Pada 1775 kerajaan Mataram terpecah menjadi Kesultanan Yogyakarta dan Kasunanan Surakarta. Di Kesultanan Yogyakarta tari Srimpi digolongkan menjadi tiga, yaitu Srimpi Babul Layar, Srimpi Dhempel, dan Srimpi Genjung. Di Kasunanan Surakarta tarian Srimpi digolongkan menjadi dua, yaitu Srimpi Anglirmendhung dan Srimpi Bondan.  

Tari Putri China (Srimpi Muncar) adalah tari klasik yang memiliki kekhususan karena para penari mengenakan kostum seperti busana wanita China.  Sementara tari Bedaya Srimpi pernah ditarikan oleh Gusti Nurul, putri Mangkunegoro VII, di istana Noordeinde di Belanda. Tarian itu merupakan hadiah Mangkunegoro VII untuk Ratu Wilhelmina pada acara perkawinan anaknya, Putri Juliana,  dan Pangeran Bernhard pada 7 Januari 1937. Gusti Nurul menari di Den Haag diiringi suara gamelan  yang langsung dipancarkan stasiun radio SRV di Solo. Para penabuh gamelan di Solo secara live  memainkan musik untuk mengiringi Gusti Nurul menari di Belanda.  SRV (Solosche Radio Vereeniging) adalah lembaga penyiaran pertama milik bangsa Indonesia.
Gusti Nurul dan kostum penari Srimpi Muncar (tari Putri China)

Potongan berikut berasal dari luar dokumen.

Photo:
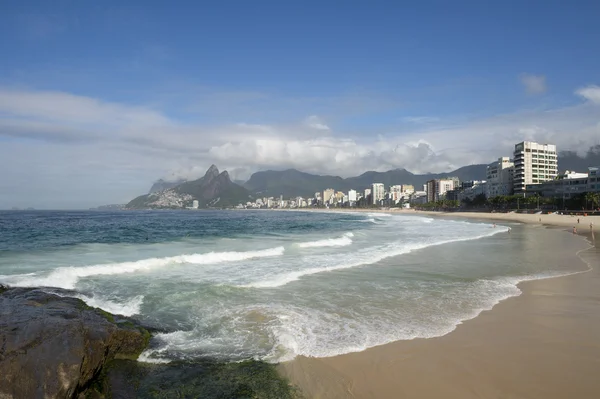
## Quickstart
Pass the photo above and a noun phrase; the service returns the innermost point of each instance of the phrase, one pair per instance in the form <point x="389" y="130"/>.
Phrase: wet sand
<point x="544" y="343"/>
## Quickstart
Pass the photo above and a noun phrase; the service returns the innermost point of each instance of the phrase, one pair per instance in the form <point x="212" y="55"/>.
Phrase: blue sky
<point x="121" y="94"/>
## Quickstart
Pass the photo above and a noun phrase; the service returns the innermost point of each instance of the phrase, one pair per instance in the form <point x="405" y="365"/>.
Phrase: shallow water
<point x="273" y="285"/>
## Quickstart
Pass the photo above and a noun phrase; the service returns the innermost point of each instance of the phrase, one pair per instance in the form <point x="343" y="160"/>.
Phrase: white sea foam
<point x="129" y="308"/>
<point x="379" y="215"/>
<point x="366" y="258"/>
<point x="342" y="241"/>
<point x="67" y="277"/>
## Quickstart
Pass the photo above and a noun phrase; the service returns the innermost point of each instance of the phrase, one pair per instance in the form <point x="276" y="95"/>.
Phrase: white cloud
<point x="590" y="93"/>
<point x="315" y="122"/>
<point x="534" y="84"/>
<point x="420" y="119"/>
<point x="78" y="150"/>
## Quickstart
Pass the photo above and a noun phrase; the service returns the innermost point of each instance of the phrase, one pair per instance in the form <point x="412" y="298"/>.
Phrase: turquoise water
<point x="273" y="285"/>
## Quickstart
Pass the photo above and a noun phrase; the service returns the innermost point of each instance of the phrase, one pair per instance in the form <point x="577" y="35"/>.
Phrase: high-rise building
<point x="327" y="194"/>
<point x="396" y="193"/>
<point x="408" y="189"/>
<point x="500" y="176"/>
<point x="352" y="195"/>
<point x="534" y="163"/>
<point x="437" y="189"/>
<point x="378" y="192"/>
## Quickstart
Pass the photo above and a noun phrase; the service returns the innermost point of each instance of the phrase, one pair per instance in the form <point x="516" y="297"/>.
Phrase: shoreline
<point x="479" y="357"/>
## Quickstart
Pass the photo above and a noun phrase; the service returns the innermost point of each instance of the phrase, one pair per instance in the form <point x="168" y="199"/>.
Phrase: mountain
<point x="214" y="189"/>
<point x="292" y="183"/>
<point x="161" y="185"/>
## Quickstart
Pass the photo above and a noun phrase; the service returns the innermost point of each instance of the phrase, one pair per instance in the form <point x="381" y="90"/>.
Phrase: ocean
<point x="269" y="285"/>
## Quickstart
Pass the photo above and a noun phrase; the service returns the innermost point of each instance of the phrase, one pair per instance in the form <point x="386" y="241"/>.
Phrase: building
<point x="500" y="176"/>
<point x="352" y="196"/>
<point x="566" y="186"/>
<point x="396" y="193"/>
<point x="472" y="189"/>
<point x="378" y="193"/>
<point x="408" y="189"/>
<point x="534" y="163"/>
<point x="327" y="194"/>
<point x="594" y="179"/>
<point x="437" y="189"/>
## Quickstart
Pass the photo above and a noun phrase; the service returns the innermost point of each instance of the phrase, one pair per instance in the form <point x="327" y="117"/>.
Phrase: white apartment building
<point x="437" y="189"/>
<point x="352" y="195"/>
<point x="378" y="193"/>
<point x="408" y="189"/>
<point x="327" y="194"/>
<point x="594" y="179"/>
<point x="534" y="163"/>
<point x="396" y="193"/>
<point x="500" y="175"/>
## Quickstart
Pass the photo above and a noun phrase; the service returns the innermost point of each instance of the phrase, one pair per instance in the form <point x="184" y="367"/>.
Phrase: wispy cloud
<point x="590" y="93"/>
<point x="315" y="122"/>
<point x="534" y="84"/>
<point x="77" y="144"/>
<point x="420" y="119"/>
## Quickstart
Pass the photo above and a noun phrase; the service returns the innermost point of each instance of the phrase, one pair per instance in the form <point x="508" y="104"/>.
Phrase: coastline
<point x="540" y="344"/>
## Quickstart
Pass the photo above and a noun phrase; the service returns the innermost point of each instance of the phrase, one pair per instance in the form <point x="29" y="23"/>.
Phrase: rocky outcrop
<point x="54" y="347"/>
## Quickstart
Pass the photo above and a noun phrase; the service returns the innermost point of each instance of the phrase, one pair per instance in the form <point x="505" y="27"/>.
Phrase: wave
<point x="129" y="308"/>
<point x="369" y="220"/>
<point x="342" y="241"/>
<point x="67" y="277"/>
<point x="378" y="215"/>
<point x="368" y="259"/>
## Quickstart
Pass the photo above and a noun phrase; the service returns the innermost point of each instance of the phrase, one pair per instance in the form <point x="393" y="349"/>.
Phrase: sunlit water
<point x="273" y="285"/>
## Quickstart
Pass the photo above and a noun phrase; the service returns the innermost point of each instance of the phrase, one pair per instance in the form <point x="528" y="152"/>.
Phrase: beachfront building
<point x="436" y="189"/>
<point x="396" y="193"/>
<point x="352" y="196"/>
<point x="534" y="164"/>
<point x="327" y="194"/>
<point x="471" y="189"/>
<point x="594" y="179"/>
<point x="500" y="176"/>
<point x="566" y="186"/>
<point x="408" y="189"/>
<point x="378" y="193"/>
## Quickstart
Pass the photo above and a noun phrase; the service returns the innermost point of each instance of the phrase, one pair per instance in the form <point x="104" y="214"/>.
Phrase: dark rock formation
<point x="54" y="347"/>
<point x="196" y="379"/>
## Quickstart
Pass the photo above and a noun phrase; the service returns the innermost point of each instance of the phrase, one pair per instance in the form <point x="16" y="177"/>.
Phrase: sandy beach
<point x="541" y="344"/>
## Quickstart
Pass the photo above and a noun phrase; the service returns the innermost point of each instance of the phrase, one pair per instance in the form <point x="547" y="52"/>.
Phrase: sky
<point x="100" y="99"/>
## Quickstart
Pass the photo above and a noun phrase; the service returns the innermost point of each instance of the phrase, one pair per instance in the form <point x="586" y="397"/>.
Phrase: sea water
<point x="269" y="285"/>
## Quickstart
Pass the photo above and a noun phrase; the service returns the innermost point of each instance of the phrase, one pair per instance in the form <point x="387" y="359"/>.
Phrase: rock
<point x="54" y="347"/>
<point x="207" y="379"/>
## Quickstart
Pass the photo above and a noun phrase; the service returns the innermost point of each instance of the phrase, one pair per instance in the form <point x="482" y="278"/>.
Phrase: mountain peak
<point x="225" y="175"/>
<point x="212" y="172"/>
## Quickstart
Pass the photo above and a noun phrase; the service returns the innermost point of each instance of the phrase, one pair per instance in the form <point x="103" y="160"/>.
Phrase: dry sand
<point x="544" y="343"/>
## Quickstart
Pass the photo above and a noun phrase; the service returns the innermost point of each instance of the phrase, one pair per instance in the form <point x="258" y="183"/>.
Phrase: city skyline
<point x="98" y="99"/>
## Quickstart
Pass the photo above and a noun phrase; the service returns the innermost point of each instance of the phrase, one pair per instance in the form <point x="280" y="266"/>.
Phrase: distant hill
<point x="292" y="183"/>
<point x="161" y="185"/>
<point x="214" y="189"/>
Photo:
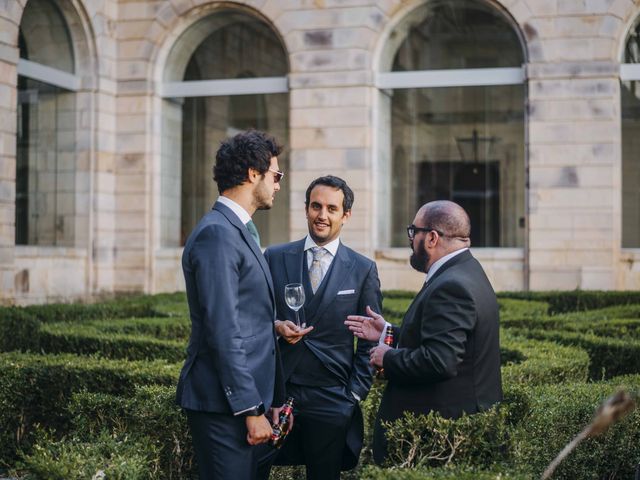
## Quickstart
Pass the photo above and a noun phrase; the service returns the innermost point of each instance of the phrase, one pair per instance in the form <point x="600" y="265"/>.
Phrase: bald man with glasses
<point x="447" y="354"/>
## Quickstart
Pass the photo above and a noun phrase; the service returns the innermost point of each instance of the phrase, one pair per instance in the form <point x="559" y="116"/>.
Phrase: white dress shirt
<point x="325" y="262"/>
<point x="240" y="212"/>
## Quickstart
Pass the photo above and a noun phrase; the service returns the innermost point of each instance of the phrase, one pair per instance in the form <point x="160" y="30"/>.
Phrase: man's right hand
<point x="290" y="331"/>
<point x="367" y="328"/>
<point x="258" y="429"/>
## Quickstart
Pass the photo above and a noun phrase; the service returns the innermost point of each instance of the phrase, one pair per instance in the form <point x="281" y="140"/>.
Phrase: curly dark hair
<point x="335" y="182"/>
<point x="237" y="154"/>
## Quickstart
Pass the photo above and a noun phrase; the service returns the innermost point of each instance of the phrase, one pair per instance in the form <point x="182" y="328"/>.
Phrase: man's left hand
<point x="376" y="355"/>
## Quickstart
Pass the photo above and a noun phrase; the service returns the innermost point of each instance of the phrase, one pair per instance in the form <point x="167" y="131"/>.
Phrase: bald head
<point x="447" y="217"/>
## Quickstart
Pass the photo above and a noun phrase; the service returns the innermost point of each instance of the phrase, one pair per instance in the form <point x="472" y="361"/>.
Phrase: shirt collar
<point x="436" y="266"/>
<point x="240" y="212"/>
<point x="331" y="247"/>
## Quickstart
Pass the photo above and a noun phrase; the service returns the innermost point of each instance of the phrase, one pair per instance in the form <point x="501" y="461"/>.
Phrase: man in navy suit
<point x="228" y="379"/>
<point x="323" y="373"/>
<point x="447" y="355"/>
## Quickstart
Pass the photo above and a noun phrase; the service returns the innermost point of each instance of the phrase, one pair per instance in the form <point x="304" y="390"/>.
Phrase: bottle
<point x="388" y="340"/>
<point x="281" y="430"/>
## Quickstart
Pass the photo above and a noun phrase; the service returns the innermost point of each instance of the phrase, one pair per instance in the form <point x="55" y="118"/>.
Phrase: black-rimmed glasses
<point x="412" y="229"/>
<point x="277" y="175"/>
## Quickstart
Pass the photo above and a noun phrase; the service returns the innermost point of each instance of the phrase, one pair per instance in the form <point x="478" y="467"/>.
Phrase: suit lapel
<point x="336" y="277"/>
<point x="248" y="239"/>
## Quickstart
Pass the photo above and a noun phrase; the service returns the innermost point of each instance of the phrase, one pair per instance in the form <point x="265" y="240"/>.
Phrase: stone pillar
<point x="574" y="167"/>
<point x="332" y="111"/>
<point x="8" y="101"/>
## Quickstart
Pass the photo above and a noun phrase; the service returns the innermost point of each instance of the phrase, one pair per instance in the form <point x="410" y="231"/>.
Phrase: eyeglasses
<point x="412" y="229"/>
<point x="277" y="175"/>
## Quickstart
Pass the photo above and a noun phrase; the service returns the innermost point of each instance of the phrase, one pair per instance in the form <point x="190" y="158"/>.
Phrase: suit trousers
<point x="321" y="419"/>
<point x="221" y="448"/>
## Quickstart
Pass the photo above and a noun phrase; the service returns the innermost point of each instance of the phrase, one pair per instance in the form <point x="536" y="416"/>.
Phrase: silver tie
<point x="315" y="271"/>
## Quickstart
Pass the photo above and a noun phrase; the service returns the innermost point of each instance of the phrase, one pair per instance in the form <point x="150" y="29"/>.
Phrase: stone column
<point x="574" y="153"/>
<point x="8" y="100"/>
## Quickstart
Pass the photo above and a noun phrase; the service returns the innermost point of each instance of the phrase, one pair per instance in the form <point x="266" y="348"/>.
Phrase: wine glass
<point x="294" y="296"/>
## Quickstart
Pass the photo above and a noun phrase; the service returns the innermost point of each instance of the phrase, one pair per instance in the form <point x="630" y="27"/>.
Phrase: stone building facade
<point x="527" y="112"/>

Pada umumnya tari Srimpi dipertunjukkan oleh empat penari wanita. Komposisi empat penari merupakan simbol dari empat unsur, yaitu toyo (air), grama (api), angin (udara), dan bumi (tanah). Meski  para wanita menari lemah gemulai, namun pistol dipakai sebagai properti untuk tari Srimpi Padhelori karya Sultan Hamengku Buwana VI dan VII. Pistol  juga melengkapi penampilan para penari Srimpi Merak Kasimpir, tari yang diciptakan oleh Sultan Hamengku Buwana VII. Di balik kelembutan wanita Jawa yang lemah gemulai, mereka memiliki keberanian mengangkat senjata. Begitu pesan yang ingin disampaikan dalam seni tari ini.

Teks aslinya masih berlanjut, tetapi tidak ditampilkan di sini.